Partie 4

0 0 0
                                    

Notre bulle de bonheur éclata lorsque la musique se coupa brusquement remplacée par un cri semblant sortir des enfers. Nous nous sommes retournés, tout doucement, retenant notre souffle, pour chercher à savoir quelle chose avait bien pu produire ce son et gâcher ce merveilleux souvenir. À quelques mètres de nous se tenait un monstre, plus grand que Peter et avait réduit en miettes le poste radio. Il était noir comme la nuit, avait de longues griffes acérées, une sorte de tête de dauphin sans yeux et une bouche rempli d'une panoplie effrayante de dents pointues. La personnification d'un cauchemar. Alors que nous ne savions pas vraiment comment réagir, Victor nous a fait signe de nous taire et nous a mimé longtemps quelque chose jusqu'à ce qu'on comprenne ce qu'il voulait dire : le monstre n'avait peut-être pas d'œil mais il semblait entendre. Il n'avait pas détruit le poste par hasard. La musique l'avait sûrement dérangée. Si nous voulions fuir nous devions le faire discrètement. Peter m'a portée et m'a posée délicatement sur le sol puis a fait la même chose avec Michelle qui commençait à pleurer. Je l'ai prise dans mes bras pour essayer de la calmer. Elle ne devait pas nous faire repérer. Victor nous a montré un chemin au fond du parking. Nous y sommes allés le plus discrètement possible. Mais, malgré toutes nos précautions, la pluie d'hier clapotait sous nos chaussures.
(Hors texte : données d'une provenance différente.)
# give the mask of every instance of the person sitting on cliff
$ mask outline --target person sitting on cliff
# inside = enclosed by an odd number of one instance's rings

Le monstre a tourné lentement la tête dans notre direction. Il nous avait repérés. Il a commencé à avancer vers nous, de plus en plus vite, en émettant un son qui ressemblait à un grognement menaçant. Comme un seul homme nous avons tous commencé à courir, à fuir cette chose. Michelle était devant, Victor derrière elle, suivi de Peter et de moi. Ce dernier me lançait des coups d'œil de temps en temps. Je pense qu'il vérifiait que cette chose ne s'approchait pas trop. Mais au vu de l'inquiétude qui imprégnait son visage je n'osais jeter un regard derrière moi sachant la créature à quelques mètres de moi. Victor nous a fait prendre des chemins tortueux afin de ralentir la créature qui avait du mal à s'orienter sans ses yeux. C'était une idée de génie. Nous avons pu prendre de l'avance sur lui et l'empêcher de se rapprocher des immeubles. Michelle étant donc arrivée la première, elle s'est précipitée sur la porte, nous l'a ouverte et l'a refermée d'un coup sec, essuyant ses larmes avec sa manche par la même occasion. Peter et moi avons pris le banc du hall et l'avons placé devant la porte pour la bloquer un minimum. Nous avons attendu quelques minutes, encore sonnés par les évènements, à fixer la cour et les arbres à la recherche du monstre. Mais nous ne l'avons pas revu. Nous sommes montés chez Peter sans dire un mot. Les rats nous paraissaient bien moins effrayants en comparaison à ce que nous venions de voir.

Une fois arrivés nous nous sommes écroulés sur le canapé. J'ai soudain pris conscience de la gravité des choses et je me suis mise à trembler et à pleurer. Peter qui pleurait un peu aussi m'a prise dans ses bras pour me réconforter. Victor et Michelle se sont joint au câlin, cherchant eux aussi le réconfort de Peter. Notre univers déjà fragile venait de basculer dans un cauchemar. Nous sommes restés là encore sous le choc, jusqu'au soir, jusqu'à ce que Peter brise le silence et dise :

- Bon, vu qu'on a plus grand chose et qu'on a abandonné toutes nos courses là-bas, je vous propose de faire des omelettes avec les œufs qui nous restent.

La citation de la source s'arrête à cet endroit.